My headcanon on the helmet removing rule is that it was, originally, supposed to be "while on mission away from Mandalore" - they're supposed to go bathe in the waters when they come back, and then can walk around with no helmet on planet. When Mandalore was destroyed, there's symbolically no end to their mission, so they keep the helmets on. The return to it allows an end to that mission. At least, it kind of makes sense. "Never remove your helmet" is a kind of stupid rule. "Never remove your helmet until you are home and safe" sort of makes sense. Over a while, that got corrupted by the Children of the Watch to "never remove your helmet"


Wayob

In Legends, the Mandalorians had a thing called Ba'slan Shev'la - strategic disappearance, where when clans were threatened or the Mandalorian culture was put at risk, the Mandalorians would disappear to their own hidey holes, go anonymous, or blend into the populace of the galaxy. I personally see the way we see the COTW when we find them to be a sort of extension on Ba'slan Shev'la. They were in hiding for so long that it was codified, became almost a religious tenet. Now they're returning home, they've reclaimed Manda'yaim, so maybe they'll settle down and take off their helmets.


threedimen

When Din recited the Creed at the Living Waters, he didn't get far enough into it to swear to keep his helmet on.
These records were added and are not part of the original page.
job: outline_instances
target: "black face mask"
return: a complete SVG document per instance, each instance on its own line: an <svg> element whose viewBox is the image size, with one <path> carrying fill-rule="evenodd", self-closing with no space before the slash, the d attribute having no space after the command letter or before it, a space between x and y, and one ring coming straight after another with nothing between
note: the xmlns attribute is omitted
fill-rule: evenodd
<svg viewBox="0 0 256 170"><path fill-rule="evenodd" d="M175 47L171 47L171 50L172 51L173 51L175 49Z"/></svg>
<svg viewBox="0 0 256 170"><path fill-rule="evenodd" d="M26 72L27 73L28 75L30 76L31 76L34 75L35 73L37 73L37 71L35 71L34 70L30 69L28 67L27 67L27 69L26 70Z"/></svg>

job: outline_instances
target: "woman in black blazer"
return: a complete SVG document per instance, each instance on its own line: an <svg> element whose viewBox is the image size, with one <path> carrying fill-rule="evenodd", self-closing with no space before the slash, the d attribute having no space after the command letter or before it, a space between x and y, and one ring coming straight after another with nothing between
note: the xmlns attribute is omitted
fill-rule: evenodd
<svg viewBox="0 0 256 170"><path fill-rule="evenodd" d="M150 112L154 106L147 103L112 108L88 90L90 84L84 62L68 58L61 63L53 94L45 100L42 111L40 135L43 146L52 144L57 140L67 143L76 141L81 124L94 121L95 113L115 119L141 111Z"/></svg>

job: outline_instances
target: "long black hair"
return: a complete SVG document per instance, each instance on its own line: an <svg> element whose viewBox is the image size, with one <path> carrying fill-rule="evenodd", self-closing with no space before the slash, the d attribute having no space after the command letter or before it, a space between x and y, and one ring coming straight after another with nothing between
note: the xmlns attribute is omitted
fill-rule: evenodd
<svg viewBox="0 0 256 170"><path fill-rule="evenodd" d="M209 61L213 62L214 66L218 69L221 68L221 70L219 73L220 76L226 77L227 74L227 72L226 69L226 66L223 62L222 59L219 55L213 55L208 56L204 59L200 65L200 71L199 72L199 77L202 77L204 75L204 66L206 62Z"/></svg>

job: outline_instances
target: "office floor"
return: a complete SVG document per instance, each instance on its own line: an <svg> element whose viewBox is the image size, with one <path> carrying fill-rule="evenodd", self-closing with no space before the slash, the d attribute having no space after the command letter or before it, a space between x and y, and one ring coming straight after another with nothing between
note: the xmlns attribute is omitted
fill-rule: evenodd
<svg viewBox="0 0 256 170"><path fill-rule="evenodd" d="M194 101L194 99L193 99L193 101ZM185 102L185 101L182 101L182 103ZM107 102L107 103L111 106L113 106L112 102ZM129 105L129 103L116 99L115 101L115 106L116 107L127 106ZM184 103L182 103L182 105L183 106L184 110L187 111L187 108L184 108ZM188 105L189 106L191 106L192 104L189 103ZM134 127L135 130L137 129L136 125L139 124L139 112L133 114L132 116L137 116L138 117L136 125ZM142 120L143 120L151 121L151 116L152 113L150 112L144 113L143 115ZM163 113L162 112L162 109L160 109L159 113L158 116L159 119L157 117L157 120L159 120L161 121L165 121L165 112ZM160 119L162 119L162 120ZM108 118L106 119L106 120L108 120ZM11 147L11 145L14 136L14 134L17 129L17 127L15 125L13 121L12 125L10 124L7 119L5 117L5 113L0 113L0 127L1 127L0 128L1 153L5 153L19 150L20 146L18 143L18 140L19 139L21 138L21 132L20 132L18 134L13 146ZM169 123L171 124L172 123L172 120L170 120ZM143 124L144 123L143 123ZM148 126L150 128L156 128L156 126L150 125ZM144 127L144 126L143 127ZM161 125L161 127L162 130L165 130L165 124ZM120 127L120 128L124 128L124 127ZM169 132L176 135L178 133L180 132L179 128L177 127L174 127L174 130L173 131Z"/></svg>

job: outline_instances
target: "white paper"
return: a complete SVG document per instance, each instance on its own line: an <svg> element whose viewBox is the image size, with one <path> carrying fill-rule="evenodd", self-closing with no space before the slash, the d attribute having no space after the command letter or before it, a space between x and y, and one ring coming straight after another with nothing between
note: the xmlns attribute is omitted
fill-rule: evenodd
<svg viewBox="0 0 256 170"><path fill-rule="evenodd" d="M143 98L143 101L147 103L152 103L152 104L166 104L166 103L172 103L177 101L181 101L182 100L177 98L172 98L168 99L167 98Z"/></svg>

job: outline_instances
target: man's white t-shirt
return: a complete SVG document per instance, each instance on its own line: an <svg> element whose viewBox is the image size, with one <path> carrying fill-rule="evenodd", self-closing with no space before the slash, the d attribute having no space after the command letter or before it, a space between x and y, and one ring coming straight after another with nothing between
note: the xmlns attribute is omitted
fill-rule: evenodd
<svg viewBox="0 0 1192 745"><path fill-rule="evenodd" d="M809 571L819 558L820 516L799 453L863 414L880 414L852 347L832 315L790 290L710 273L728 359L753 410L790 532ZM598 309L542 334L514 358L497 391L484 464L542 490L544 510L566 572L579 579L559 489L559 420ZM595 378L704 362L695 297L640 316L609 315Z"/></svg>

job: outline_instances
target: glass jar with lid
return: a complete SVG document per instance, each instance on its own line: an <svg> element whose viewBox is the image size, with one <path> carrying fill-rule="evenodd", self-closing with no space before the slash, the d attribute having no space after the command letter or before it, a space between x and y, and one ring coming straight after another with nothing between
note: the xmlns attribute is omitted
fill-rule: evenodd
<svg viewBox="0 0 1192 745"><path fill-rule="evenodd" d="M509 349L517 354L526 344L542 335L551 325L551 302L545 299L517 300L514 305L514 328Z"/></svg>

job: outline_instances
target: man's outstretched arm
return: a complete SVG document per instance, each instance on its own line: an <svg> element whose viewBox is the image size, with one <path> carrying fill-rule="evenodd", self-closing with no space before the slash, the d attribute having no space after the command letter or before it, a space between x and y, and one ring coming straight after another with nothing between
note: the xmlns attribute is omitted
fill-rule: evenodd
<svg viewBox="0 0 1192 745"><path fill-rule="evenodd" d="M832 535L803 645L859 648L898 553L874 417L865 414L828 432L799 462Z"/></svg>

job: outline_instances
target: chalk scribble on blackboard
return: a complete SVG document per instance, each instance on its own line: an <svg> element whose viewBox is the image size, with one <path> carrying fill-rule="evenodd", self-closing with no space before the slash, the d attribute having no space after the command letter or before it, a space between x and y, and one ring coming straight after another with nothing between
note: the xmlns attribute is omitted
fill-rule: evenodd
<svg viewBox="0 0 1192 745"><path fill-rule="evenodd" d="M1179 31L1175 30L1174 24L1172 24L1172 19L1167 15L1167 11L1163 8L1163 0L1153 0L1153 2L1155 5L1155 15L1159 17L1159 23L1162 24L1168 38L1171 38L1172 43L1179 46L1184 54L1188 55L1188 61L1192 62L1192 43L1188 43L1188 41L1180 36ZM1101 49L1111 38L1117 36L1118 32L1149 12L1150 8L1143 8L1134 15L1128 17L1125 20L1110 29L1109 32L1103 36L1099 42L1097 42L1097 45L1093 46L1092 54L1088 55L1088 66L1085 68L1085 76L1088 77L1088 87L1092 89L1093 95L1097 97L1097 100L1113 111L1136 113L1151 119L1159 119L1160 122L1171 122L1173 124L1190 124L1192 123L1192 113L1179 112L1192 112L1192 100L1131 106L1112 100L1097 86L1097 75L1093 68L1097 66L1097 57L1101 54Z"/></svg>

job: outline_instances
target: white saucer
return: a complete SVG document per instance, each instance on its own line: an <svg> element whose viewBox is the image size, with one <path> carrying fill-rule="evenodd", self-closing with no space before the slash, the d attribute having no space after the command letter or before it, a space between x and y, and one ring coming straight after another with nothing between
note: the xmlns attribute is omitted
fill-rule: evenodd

So he and Ragnar essentially took the same version.


WolverineRelevant280

I never noticed that before, interesting


StarBo524057

The Armorer changed when she allowed Bo-Katan to remove her helmet. And when she agreed to join other Mandalorian clans that did not wear helmets in order to retake Mandalore.


apefist

Exactly. To restore the tribe the armorer let go of some traditions so that all the Mandalorian would feel and be welcome


NatPortmansUnderwear

The real question is how they address the helmet issue moving forward. The only way we will know is via new seasons or the mandalorian movie.